Penyebutan ini menunjukkan bahwa di sana ada suatu kewajiban yang sangat
penting, yaitu : ittiba’ kita terhadap Al-Qur’an dan As-Sunnah harus
sesuai dengan manhaj yang dipahami dan dijalankan oleh generasi awal
kaum muslimin, para shahabat ridhwanullah alaihim kemudian generasi
berikutnya (para tabi’in), kemudian generasi berikutnya (tabi’ut
tabi’in). Dan seruan inilah yang senantiasa dikumandangkan oleh Da’wah
Salafiyah sekaligus menjadi rujukan utama mereka, baik dalam asas dakwah
maupun dalam manhaj tarbiyah.
Sesungguhnya dakwah Salafiyah pada hakekatnya hendak menyatukan umat
Islam, sedangkan dakwah-dakwah yang lain justru sebaliknya memecah-belah
umat. Allah Ta’ala berfirman : “Dan hendaklah kamu bersama-sama orang
yang benar.” (At-Taubah:119)
Maka barang siapa yang ingin memisahkan Al-Kitab dan As-Sunnah di satu
sisi dan para Salafus Shalih di sisi lain, dengan memahami dan
mengamalkan Al-Qur’an dan As-Sunnah tidak sesuai dengan pemahaman
mereka, maka selamanya dia tidak akan menjadi orang yang shadiq (benar).

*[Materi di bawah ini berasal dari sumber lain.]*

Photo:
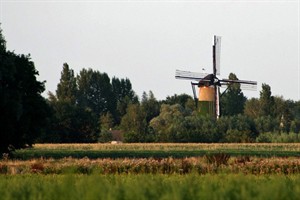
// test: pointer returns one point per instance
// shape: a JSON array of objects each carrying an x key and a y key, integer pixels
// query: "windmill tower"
[{"x": 209, "y": 85}]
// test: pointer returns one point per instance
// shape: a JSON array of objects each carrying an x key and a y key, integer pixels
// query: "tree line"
[{"x": 90, "y": 105}]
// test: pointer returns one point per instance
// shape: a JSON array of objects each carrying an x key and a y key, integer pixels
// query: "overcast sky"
[{"x": 146, "y": 41}]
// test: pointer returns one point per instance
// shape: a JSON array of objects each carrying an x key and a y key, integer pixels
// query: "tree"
[
  {"x": 23, "y": 110},
  {"x": 67, "y": 87},
  {"x": 71, "y": 122},
  {"x": 134, "y": 124},
  {"x": 95, "y": 92},
  {"x": 124, "y": 95},
  {"x": 233, "y": 100},
  {"x": 266, "y": 101},
  {"x": 150, "y": 105}
]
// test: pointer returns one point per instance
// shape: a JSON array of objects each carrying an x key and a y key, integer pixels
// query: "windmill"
[{"x": 209, "y": 84}]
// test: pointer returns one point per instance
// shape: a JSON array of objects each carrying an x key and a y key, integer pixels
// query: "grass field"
[
  {"x": 152, "y": 171},
  {"x": 155, "y": 150},
  {"x": 173, "y": 187}
]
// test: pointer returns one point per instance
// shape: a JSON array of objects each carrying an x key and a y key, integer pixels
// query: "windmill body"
[{"x": 209, "y": 84}]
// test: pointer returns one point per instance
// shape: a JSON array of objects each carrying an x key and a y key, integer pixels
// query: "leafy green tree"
[
  {"x": 71, "y": 122},
  {"x": 232, "y": 100},
  {"x": 134, "y": 124},
  {"x": 23, "y": 110},
  {"x": 95, "y": 92},
  {"x": 106, "y": 121},
  {"x": 67, "y": 87},
  {"x": 150, "y": 105},
  {"x": 266, "y": 101},
  {"x": 122, "y": 90}
]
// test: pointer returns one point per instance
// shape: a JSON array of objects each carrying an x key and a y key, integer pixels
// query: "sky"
[{"x": 146, "y": 41}]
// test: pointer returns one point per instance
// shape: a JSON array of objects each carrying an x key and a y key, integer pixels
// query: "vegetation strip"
[
  {"x": 147, "y": 186},
  {"x": 94, "y": 151}
]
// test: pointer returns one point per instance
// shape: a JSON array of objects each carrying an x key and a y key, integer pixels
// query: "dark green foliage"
[
  {"x": 134, "y": 124},
  {"x": 95, "y": 92},
  {"x": 266, "y": 101},
  {"x": 105, "y": 136},
  {"x": 23, "y": 109},
  {"x": 122, "y": 90},
  {"x": 150, "y": 106}
]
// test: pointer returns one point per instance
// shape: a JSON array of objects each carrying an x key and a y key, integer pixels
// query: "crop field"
[{"x": 152, "y": 171}]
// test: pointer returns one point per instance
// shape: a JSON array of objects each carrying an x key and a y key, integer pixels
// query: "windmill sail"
[
  {"x": 196, "y": 76},
  {"x": 217, "y": 49},
  {"x": 209, "y": 84}
]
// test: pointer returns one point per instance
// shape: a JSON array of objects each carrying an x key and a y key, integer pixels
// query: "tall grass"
[{"x": 110, "y": 187}]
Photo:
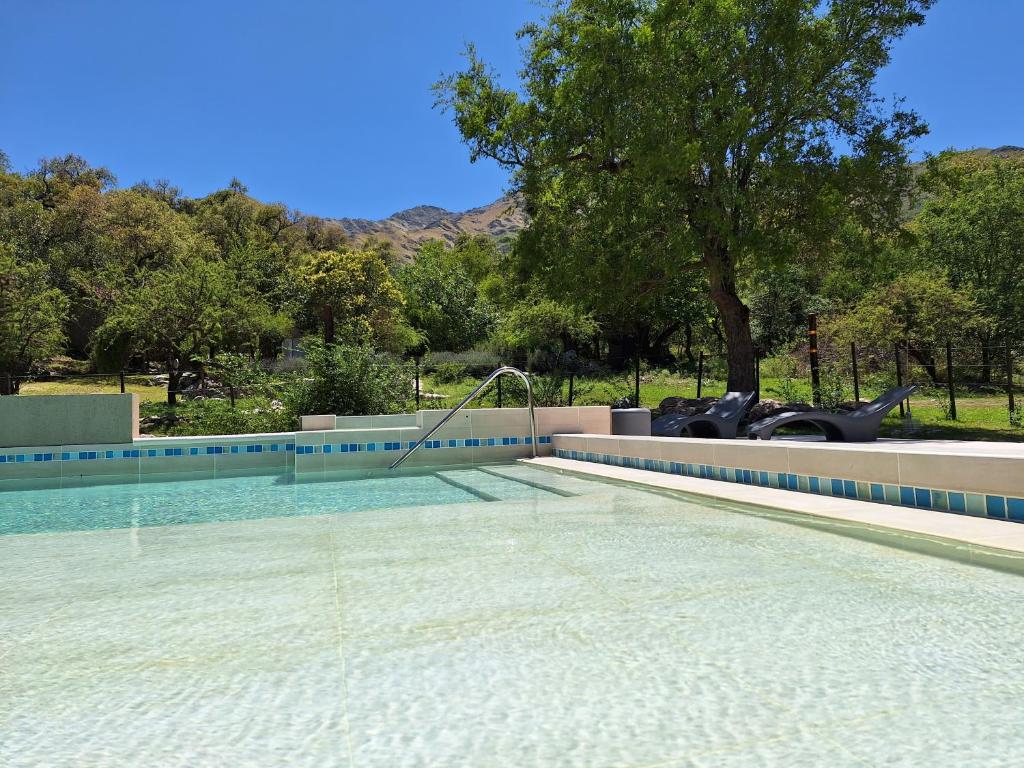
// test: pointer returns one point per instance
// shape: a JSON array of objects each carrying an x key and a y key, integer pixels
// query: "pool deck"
[{"x": 994, "y": 543}]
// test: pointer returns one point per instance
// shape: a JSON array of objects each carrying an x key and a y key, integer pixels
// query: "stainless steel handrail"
[{"x": 500, "y": 372}]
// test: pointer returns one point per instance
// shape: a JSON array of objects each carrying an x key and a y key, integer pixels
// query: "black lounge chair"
[
  {"x": 722, "y": 419},
  {"x": 857, "y": 426}
]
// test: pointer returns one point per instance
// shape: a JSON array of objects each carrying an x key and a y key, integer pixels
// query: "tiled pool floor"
[{"x": 616, "y": 628}]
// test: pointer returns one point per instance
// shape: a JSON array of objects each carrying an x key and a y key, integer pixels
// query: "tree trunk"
[
  {"x": 328, "y": 326},
  {"x": 688, "y": 348},
  {"x": 659, "y": 353},
  {"x": 173, "y": 382},
  {"x": 8, "y": 384},
  {"x": 927, "y": 361},
  {"x": 735, "y": 318}
]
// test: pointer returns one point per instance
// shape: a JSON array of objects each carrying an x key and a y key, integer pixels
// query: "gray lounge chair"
[
  {"x": 858, "y": 426},
  {"x": 722, "y": 419}
]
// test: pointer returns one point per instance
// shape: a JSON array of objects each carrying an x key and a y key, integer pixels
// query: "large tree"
[
  {"x": 355, "y": 297},
  {"x": 726, "y": 114},
  {"x": 183, "y": 313}
]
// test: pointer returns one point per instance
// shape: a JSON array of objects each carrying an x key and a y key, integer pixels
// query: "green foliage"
[
  {"x": 541, "y": 324},
  {"x": 239, "y": 371},
  {"x": 204, "y": 417},
  {"x": 183, "y": 313},
  {"x": 973, "y": 226},
  {"x": 834, "y": 389},
  {"x": 921, "y": 307},
  {"x": 356, "y": 298},
  {"x": 441, "y": 297},
  {"x": 451, "y": 373},
  {"x": 350, "y": 381},
  {"x": 649, "y": 139},
  {"x": 31, "y": 314}
]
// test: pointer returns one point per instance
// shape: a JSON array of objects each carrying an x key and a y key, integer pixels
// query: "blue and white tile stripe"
[
  {"x": 998, "y": 507},
  {"x": 262, "y": 448},
  {"x": 462, "y": 442},
  {"x": 143, "y": 453}
]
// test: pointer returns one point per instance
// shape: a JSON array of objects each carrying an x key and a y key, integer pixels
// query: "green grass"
[
  {"x": 980, "y": 417},
  {"x": 97, "y": 385}
]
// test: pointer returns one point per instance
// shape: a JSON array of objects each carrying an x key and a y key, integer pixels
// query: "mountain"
[{"x": 408, "y": 229}]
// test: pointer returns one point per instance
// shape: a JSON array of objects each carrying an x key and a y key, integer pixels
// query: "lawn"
[
  {"x": 98, "y": 384},
  {"x": 980, "y": 417}
]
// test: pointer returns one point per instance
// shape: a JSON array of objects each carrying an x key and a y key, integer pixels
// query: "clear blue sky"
[{"x": 326, "y": 104}]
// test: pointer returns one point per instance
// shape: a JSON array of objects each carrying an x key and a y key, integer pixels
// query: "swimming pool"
[{"x": 496, "y": 615}]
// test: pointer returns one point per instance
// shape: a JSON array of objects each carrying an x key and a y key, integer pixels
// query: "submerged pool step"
[
  {"x": 551, "y": 481},
  {"x": 494, "y": 487}
]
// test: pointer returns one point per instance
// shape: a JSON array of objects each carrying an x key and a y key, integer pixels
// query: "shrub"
[
  {"x": 350, "y": 381},
  {"x": 451, "y": 373},
  {"x": 217, "y": 417}
]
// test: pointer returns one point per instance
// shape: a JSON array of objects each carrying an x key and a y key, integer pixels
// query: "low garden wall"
[
  {"x": 68, "y": 419},
  {"x": 477, "y": 435},
  {"x": 974, "y": 478}
]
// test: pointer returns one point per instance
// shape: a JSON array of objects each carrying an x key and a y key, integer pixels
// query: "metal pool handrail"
[{"x": 500, "y": 372}]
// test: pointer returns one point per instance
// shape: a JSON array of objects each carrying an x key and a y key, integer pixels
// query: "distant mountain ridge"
[{"x": 408, "y": 229}]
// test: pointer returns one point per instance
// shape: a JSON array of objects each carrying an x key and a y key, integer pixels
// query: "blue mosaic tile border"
[
  {"x": 156, "y": 453},
  {"x": 263, "y": 448},
  {"x": 998, "y": 507},
  {"x": 355, "y": 448}
]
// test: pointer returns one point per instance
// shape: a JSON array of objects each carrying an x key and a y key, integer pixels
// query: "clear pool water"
[{"x": 499, "y": 617}]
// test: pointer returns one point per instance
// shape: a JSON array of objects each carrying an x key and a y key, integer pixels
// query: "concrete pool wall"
[
  {"x": 476, "y": 435},
  {"x": 975, "y": 478},
  {"x": 98, "y": 419}
]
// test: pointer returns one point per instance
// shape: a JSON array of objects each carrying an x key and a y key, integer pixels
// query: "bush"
[
  {"x": 478, "y": 361},
  {"x": 350, "y": 381},
  {"x": 451, "y": 373},
  {"x": 217, "y": 417}
]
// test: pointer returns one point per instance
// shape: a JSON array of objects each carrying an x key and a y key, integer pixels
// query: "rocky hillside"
[{"x": 408, "y": 229}]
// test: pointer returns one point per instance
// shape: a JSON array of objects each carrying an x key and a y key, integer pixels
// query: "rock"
[
  {"x": 770, "y": 408},
  {"x": 686, "y": 406}
]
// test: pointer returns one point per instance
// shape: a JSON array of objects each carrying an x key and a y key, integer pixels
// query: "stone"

2. Yang berhubungan dengan sebab kedua.
Kelompok-kelompok dan partai yang ada pada zaman ini tidak mau beralih
secara total kepada Sabilul Mukminin yang tersebut pada ayat di atas,
yang hal ini diperkuat oleh beberapa hadits. Antara lain hadits
“Iftiraqul Ummah” (perpecahan umat) menjadi 73 firqah (golongan),
semuanya masuk neraka kecuali satu golongan yang ciri-ciri mereka telah
disebutkan oleh Rasulullah salallahu ‘alaihi wa sallam : “Golongan itu
ialah yang mengikuti sunnahku dan sunnah para shahabatku hari ini.”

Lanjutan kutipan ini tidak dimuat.